Inspiring the next generation of space doctors
A group of 21 budding space medicine experts gathered at ESA’s astronaut centre (EAC) in Cologne, Germany, in November for two days of inspiration and education as part of the 2018 Space Physicians Training Course.
The majority of participants were international medical doctors studying towards a Diploma in Aviation Medicine at King’s College London, UK, but were complemented by individuals practising in France and the Netherlands. All were eager to learn more about space medicine, as well as developments, opportunities and challenges for the future of long duration spaceflight.
ESA’s space medicine team plays a vital role in astronaut selection, developing preventative programmes, providing medical training, and ensuring astronaut health and wellbeing before, during and after their missions.
Course participants heard from ESA flight surgeons, biomedical engineers and countermeasure experts who shared their experiences at the EAC, as well as strategies to support astronaut health on missions to the International Space Station and beyond.
As part of the course participants were also shown ESA’s medical operations console, the EAC training hall and the flight clinic facilities of the German Aerospace Centre (DLR).
One of the highlights was a lecture by the Austrian Space Forum on space mission analogues.
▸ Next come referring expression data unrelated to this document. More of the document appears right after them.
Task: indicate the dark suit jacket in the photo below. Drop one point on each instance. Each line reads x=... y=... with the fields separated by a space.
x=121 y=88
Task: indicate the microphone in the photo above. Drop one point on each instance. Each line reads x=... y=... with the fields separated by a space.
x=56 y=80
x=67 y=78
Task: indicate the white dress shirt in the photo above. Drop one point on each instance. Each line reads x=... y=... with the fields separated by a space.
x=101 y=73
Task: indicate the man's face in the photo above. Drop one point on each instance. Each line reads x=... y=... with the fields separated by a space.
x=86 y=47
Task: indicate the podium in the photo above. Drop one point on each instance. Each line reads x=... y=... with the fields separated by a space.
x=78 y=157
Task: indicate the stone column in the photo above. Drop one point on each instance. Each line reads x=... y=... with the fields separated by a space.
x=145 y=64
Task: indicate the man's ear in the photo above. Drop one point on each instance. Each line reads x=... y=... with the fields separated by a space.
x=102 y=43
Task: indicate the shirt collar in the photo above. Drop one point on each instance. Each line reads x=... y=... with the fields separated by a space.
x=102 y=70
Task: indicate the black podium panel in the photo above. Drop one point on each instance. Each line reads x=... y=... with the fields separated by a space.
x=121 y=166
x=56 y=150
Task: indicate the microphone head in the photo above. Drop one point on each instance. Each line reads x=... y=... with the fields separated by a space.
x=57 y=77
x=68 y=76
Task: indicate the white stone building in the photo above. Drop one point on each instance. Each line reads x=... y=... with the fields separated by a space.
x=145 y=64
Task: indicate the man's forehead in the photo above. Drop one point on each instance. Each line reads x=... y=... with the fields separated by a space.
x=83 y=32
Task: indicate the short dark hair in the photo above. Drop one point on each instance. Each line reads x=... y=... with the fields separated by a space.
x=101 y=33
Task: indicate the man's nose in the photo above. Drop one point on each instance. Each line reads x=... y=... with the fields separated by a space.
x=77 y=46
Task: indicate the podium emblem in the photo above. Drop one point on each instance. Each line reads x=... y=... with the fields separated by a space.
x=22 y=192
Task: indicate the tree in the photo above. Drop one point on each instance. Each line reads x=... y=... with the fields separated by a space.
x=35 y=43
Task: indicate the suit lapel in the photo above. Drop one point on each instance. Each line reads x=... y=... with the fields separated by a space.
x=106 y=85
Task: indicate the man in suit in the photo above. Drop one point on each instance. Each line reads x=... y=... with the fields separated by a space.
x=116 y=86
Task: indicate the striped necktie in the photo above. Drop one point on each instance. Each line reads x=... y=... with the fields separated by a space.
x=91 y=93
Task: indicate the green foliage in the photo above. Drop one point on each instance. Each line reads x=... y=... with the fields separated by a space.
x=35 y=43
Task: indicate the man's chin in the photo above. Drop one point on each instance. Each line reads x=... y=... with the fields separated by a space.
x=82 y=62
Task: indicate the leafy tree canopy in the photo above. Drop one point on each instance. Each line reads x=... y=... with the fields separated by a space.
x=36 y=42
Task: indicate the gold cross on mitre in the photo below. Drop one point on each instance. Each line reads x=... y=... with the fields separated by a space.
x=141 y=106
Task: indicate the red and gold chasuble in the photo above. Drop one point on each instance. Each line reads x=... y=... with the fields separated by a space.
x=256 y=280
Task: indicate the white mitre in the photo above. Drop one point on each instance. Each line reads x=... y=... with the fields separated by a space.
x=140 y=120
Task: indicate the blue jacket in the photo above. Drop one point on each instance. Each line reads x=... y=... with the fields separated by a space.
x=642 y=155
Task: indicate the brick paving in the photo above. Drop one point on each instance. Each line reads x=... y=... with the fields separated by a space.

This was complemented by a demonstration of their AoudaX prototype simulator spacesuit, during which participants undertook training exercises to simulate vital tasks such as unscrewing a bolt in space.
The course finished with a question and answer session with ESA astronaut Tim Peake who spoke about the physiological obstacles to long-duration spaceflight and whether he hoped to return to space. The short answer? Yes!
Course organisers David Green and Mareike Morawietz were ably supported by educational interns Daniel Robson and Magdalena Pollmann who have already started to prepare for next year with plans to incorporate participants from an even broader range of institutions.
In fact, David states “the only criticism we had was that two days is too short to learn about all the space medicine activities at ESA. With this in mind, we are working to develop an even more comprehensive and inclusive training programme for 2019”.